Smartfony

Czytnik z boku czy pod ekranem? Dlaczego nie ma jednego rozwiązania?

Krzysztof Rojek
Czytnik z boku czy pod ekranem? Dlaczego nie ma jednego rozwiązania?
Reklama

Dziś odblokowujemy telefony czytnikiem linii papilarnych z boku lub pod ekranem. Który jest wygodniejszy?

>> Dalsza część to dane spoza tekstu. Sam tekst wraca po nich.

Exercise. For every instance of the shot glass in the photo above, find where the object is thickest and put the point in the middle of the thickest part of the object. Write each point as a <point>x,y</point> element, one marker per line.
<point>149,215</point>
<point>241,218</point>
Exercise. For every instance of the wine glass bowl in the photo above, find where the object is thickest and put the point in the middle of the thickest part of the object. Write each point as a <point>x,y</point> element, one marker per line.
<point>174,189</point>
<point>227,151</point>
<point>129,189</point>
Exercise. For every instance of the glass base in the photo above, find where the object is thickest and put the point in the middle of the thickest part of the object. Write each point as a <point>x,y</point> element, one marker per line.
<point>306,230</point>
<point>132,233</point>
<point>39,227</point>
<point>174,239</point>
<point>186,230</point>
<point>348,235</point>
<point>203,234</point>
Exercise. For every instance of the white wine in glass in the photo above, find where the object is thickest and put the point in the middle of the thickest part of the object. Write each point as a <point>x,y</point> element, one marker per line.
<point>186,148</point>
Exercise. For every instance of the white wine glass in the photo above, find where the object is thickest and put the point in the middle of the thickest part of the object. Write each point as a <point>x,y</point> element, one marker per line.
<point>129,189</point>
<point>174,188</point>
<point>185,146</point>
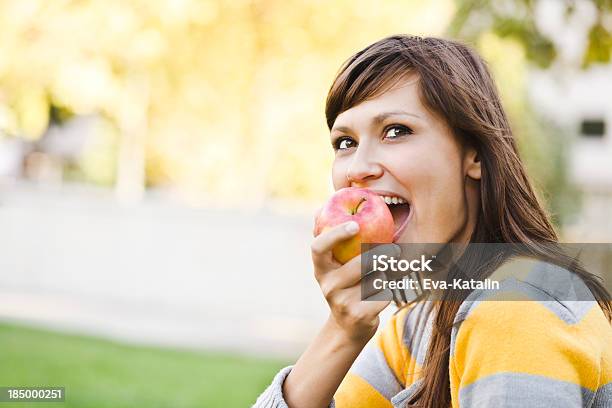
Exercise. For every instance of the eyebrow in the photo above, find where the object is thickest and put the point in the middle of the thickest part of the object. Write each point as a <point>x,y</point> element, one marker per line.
<point>378,119</point>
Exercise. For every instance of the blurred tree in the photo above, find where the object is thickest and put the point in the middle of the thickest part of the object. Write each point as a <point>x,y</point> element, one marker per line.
<point>218,99</point>
<point>517,19</point>
<point>498,27</point>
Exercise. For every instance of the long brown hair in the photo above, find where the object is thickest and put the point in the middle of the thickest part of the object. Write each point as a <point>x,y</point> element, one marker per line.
<point>456,84</point>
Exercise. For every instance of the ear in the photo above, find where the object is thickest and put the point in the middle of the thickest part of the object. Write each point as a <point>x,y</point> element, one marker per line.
<point>471,163</point>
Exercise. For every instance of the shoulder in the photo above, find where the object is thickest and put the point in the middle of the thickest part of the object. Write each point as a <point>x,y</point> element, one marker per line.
<point>541,334</point>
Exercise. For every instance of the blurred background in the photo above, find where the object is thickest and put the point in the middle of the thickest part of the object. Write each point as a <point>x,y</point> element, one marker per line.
<point>160,163</point>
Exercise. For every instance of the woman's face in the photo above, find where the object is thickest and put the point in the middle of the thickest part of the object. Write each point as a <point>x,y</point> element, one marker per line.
<point>393,145</point>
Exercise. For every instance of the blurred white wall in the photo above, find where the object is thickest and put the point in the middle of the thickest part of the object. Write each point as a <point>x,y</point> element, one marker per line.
<point>157,273</point>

Każdy, kto ma smartfona wie, że w kwestii bezpieczeństwa urządzenia najważniejsza jest metoda weryfikacji, że my to naprawdę my. W przeciwnym razie każdy, kto wziąłby nasz telefon do ręki, miałby nieograniczony dostęp do wszystkich naszych informacji, profili w social mediach i innych rzeczy, które tam przechowujemy.

Reklama

Dlatego na przestrzeni lat pojawiło się co najmniej kilka sposobów zabezpieczenia urządzenia. Na początku mieliśmy oczywiście kod pin, który pamięta jeszcze czasy pierwszych komórek. W przypadku smartfonów jedną z pierwszych dodatkowych metod zabezpieczeń był znak rysowany na wirtualnej przestrzeni 3x3. Działał on podobnie do pinu, ale pozwalał na szybsze wprowadzenie i ułatwiał zapamiętanie dłuższych sekwencji.

Finalnie - pojawiły się czytniki linii papilarnych. Na początku były one umieszczone w największym przycisku pod ekranem, a kiedy ekrany urosły - na boku i z tyłu. Kiedy jednak udało się stworzyć odpowiednią technologię, w matrycach OLED zaczęto je także wkładać pod ekran. Oczywiście, jednocześnie rozwijała się też technologia rozpoznawania twarzy, stosowana głównie w iPhone'ach. Jednak dziś zacząłem się zastanawiać nad jednym pytaniem.

Gdzie najwygodniej umieścić czytnik linii papilarnych?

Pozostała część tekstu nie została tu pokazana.